Alexandre Pachêco, do Centro Dom Helder Câmara de Estudos e Ação Social (Cendhec), e Donizete Fernandes de Oliveira, da União Nacional por Moradia Popular (UNMP), destacaram que, neste contexto de governo golpista, é fundamental construir uma agenda de manifestações de rua pela Função Social da Cidade e da Propriedade. Para isso, enfatizaram a importância de fortalecer a unidade dos movimentos e organizações que lutam pela Reforma Urbana e pelo Direito à Cidade.

Também Cristiano Müller, do Centro de Direitos Econômicos e Sociais (CDES), lembra que, apesar da conjuntura desfavorável, com o golpe instalado, não é de hoje “que sofremos impeachment dos direitos, o impeachment da função social da propriedade. Sempre foi ruim, e sempre temos de nos mobilizar. Por isso é importante essa Campanha, mostra o quão positiva é essa pauta, e que nossa articulação segue mobilizada”.

A Campanha

A campanha “Função Social da Propriedade Urbana: a cidade não é um negócio, a cidade é de todos nós” é promovida pelo Fórum Nacional de Reforma Urbana e entidades filiadas. A universalização do acesso à moradia e à terra urbana, bem como aos equipamentos e bens necessários à reprodução social, tem relação direta e complementar com a consolidação da chamada sustentabilidade urbana, elemento fundamental para o desenvolvimento sustentável mundial.

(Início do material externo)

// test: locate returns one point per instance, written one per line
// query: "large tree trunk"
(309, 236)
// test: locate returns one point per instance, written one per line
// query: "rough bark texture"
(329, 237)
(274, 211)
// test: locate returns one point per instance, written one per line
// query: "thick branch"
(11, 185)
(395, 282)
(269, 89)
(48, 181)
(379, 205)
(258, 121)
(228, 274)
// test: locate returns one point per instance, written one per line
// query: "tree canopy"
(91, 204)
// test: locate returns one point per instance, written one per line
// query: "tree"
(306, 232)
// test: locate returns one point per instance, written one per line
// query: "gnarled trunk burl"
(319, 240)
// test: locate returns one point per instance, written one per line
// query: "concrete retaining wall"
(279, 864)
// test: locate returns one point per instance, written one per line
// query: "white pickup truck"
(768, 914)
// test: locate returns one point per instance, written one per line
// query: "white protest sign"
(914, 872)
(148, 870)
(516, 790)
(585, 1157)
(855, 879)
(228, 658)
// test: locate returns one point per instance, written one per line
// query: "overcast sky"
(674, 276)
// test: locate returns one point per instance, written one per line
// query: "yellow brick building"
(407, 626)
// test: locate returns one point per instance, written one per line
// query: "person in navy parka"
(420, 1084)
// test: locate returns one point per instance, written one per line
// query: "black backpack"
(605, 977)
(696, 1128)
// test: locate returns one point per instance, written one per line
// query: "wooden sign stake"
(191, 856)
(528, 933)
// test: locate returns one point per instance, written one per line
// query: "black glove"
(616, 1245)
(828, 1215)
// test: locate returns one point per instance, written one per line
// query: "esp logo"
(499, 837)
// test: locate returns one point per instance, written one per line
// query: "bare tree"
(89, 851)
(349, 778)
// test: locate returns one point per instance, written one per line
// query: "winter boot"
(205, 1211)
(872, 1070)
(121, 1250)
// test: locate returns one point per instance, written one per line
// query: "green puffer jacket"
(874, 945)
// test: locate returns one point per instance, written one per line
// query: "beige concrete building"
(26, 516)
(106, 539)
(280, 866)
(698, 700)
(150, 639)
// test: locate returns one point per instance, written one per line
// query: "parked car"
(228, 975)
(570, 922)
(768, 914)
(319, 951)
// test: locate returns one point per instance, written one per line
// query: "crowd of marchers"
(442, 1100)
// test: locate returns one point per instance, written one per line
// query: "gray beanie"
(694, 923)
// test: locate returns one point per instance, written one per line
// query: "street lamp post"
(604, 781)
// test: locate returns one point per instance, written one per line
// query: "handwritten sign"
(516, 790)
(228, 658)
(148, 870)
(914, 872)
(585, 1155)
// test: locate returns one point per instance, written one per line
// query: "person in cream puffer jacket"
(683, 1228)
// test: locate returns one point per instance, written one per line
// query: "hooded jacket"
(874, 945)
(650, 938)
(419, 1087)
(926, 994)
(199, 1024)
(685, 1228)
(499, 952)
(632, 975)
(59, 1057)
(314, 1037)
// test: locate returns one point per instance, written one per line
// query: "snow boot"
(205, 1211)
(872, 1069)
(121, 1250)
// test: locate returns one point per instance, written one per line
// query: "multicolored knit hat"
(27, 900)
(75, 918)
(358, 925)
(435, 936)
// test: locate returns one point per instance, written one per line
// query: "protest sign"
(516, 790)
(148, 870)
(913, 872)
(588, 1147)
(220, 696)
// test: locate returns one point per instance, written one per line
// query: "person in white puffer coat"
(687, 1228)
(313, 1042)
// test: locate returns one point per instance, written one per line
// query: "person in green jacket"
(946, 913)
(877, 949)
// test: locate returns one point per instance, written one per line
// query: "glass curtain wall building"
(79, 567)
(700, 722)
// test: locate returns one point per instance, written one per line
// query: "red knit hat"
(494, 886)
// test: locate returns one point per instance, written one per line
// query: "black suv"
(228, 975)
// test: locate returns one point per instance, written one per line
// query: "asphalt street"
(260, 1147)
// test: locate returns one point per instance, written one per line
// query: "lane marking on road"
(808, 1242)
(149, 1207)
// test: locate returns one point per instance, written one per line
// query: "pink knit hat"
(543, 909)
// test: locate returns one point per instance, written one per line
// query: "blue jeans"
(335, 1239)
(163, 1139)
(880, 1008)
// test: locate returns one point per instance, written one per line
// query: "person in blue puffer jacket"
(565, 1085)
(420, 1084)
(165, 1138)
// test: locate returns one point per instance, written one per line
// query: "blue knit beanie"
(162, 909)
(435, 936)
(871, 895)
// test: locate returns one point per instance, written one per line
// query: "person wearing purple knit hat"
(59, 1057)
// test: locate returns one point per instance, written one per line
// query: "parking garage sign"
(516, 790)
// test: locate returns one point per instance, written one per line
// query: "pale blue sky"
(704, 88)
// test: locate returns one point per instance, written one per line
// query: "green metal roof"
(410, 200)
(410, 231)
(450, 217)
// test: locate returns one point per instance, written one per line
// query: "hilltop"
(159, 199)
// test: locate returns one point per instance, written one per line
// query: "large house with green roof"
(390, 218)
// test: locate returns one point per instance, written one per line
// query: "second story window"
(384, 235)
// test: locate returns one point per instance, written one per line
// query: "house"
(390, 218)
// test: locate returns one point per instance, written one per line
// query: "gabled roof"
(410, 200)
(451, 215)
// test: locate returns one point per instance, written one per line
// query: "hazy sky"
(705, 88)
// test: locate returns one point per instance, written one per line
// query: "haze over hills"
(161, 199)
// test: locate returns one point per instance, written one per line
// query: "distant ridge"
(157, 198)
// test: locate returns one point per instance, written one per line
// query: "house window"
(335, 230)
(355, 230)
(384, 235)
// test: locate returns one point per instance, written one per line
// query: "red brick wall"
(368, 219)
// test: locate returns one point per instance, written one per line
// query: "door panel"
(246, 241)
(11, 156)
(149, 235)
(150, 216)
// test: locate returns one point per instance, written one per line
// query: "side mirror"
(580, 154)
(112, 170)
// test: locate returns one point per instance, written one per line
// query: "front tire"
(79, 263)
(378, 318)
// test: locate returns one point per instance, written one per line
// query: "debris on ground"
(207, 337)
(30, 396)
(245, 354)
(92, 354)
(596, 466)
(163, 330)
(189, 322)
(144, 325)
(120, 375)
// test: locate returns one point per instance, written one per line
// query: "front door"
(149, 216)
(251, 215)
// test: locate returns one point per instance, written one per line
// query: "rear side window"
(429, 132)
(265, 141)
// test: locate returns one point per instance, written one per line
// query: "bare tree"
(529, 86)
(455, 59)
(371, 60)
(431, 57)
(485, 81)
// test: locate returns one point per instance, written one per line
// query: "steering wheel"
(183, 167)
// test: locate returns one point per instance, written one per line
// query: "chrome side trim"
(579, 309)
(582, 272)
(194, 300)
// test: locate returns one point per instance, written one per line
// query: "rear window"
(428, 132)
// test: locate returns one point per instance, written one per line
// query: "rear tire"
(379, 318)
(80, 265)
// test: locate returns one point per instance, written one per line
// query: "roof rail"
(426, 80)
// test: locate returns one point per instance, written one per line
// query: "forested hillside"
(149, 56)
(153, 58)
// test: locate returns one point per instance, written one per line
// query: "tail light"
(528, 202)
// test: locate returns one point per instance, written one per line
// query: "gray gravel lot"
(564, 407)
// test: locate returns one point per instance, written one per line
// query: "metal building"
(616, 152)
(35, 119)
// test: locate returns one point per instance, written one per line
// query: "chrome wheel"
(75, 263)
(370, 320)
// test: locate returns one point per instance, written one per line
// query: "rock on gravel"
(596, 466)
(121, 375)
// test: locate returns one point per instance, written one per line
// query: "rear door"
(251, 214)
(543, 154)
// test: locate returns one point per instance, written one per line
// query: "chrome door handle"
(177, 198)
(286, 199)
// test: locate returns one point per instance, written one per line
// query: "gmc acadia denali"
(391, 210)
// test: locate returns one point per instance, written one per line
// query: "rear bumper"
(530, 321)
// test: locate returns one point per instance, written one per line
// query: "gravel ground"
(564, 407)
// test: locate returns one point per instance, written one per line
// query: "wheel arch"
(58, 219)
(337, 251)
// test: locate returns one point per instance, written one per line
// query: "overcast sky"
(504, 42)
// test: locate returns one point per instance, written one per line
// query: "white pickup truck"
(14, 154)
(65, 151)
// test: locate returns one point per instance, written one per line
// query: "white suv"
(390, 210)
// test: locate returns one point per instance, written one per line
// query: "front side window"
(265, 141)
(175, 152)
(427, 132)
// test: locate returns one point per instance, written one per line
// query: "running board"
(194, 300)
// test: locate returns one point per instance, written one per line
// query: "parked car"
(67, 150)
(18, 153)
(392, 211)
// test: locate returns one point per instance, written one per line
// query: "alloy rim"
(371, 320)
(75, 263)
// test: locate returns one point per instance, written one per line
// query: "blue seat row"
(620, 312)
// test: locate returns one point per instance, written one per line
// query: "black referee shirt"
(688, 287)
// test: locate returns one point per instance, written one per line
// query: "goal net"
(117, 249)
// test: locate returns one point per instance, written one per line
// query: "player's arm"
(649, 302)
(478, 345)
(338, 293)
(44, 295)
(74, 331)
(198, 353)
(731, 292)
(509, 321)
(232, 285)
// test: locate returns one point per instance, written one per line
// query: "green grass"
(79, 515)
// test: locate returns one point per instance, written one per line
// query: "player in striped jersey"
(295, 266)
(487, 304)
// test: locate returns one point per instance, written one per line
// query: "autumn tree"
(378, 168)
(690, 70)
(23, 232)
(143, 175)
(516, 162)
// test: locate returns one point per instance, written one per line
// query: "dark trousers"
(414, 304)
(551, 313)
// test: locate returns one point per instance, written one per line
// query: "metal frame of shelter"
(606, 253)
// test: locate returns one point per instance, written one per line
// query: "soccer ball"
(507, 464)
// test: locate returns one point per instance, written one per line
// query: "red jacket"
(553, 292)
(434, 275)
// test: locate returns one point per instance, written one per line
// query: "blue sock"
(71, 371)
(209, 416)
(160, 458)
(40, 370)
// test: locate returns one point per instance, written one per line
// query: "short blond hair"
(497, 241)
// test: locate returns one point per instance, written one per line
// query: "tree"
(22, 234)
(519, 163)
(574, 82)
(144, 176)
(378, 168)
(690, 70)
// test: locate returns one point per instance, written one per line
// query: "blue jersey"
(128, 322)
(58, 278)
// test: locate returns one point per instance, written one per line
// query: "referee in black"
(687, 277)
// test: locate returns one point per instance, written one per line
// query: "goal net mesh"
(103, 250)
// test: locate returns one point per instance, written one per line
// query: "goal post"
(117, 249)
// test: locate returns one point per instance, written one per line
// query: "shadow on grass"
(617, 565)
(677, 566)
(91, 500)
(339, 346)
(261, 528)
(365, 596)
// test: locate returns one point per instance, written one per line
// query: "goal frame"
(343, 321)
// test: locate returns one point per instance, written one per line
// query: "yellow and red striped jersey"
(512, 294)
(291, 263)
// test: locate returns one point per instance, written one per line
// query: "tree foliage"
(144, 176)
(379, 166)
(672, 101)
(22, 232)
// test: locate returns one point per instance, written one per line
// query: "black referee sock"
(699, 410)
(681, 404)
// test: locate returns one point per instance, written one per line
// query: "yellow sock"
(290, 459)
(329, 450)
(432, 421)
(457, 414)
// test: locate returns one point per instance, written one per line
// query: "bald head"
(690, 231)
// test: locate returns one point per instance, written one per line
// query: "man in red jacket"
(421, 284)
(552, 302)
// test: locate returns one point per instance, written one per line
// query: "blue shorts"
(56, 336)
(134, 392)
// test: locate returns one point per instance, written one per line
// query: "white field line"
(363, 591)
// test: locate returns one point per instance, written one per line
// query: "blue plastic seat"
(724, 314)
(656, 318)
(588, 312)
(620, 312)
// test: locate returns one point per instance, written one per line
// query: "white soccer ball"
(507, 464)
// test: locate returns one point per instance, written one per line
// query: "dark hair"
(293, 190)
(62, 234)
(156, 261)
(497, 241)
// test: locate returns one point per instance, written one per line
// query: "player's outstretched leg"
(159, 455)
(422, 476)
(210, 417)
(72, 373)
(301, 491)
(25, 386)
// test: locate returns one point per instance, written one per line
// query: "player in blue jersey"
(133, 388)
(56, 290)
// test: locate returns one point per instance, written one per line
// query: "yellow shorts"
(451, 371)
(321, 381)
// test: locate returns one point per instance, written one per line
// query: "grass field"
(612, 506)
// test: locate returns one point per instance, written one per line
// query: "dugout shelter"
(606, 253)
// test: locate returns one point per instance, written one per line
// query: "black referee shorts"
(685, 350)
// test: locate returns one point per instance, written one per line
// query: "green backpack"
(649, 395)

Muito embora a função social da cidade e a função social da propriedade urbana estejam asseguradas na Constituição Federal e no Estatuto da Cidade, esses princípios seguem longe de serem efetivados e de se tornarem realidade na grande maioria das cidades brasileiras. Por isso, é fundamental o engajamento da sociedade nesta luta. “Temos de nos engajar nessa campanha para fazer reflexão, fortalecer processo de mobilização, formação, enfrentando a tarefa de relacionar o debate da crise urbana com as pautas que estão colocadas neste momento”, completou Dito. Para ele, o FNRU “acertou ao propor essa agenda nesta conjuntura, pois com a campanha podemos relacionar o local, nossos enfrentamentos cotidianos, com a luta geral. Lançamento da campanha é fundamental para agregar nossas pautas”.

A Campanha possui quatro eixos, em torno dos quais serão construídas suas ações. São eles:

  1. Conflitos fundiários: as ocupações urbanas, única forma de acesso a uma moradia pela maioria da população, dá função social a imóveis antes abandonados e sem uso. É preciso reconhecer que a cidade é produzida em grande medida através dos bairros autocontruídos e, portanto, avançar na regularização fundiária plena. O Poder Judiciário, quando é levado a julgar ações de conflitos fundiários coletivos, ainda privilegia os proprietários negligentes em detrimento do direito à moradia e ao cumprimento da função social da propriedade. É preciso avançar na compreensão de que o direito de propriedade não é absoluto e que a Constituição Federal determina que ela cumpra uma função social. O Poder Judiciário, assim como os demais poderes, deve atuar para efetivar o direito à moradia e à função social da propriedade. Por isso, reforça-se a necessidade de criação de instâncias de mediação de conflitos fundiários, reconhecendo que remoções são medidas sempre extremas e violentas.
  2. Terras ociosas e imóveis vazios: combate aos vazios urbanos e à especulação imobiliária nas cidades. Pela apropriação, por todos/as os/as habitantes da cidade, dos lucros gerados com a valorização de imóveis por meio da aplicação dos instrumentos de indução do uso socialmente justo da propriedade e de recuperação da valorização imobiliária previstos no Estatuto da Cidade.
  3. Imóveis e terras da União: a propriedade pública deve cumprir sua função social e ser destinada a finalidades coletivas, em especial a destinação das terras públicas da União para construção de moradias populares e equipamentos públicos, como mecanismo de combate à especulação imobiliária e de efetivação da função social da cidade e da propriedade.
  4. Espaços públicos: a destinação de áreas públicas para usos que favoreçam toda coletividade, como sistemas de mobilidade urbana, áreas de lazer, áreas para manifestações culturais, geridos de forma pública, gratuita e democrática, evitando e repelindo qualquer ação voltada à higienização, violência ou retirada de populações que se encontram em situação de rua.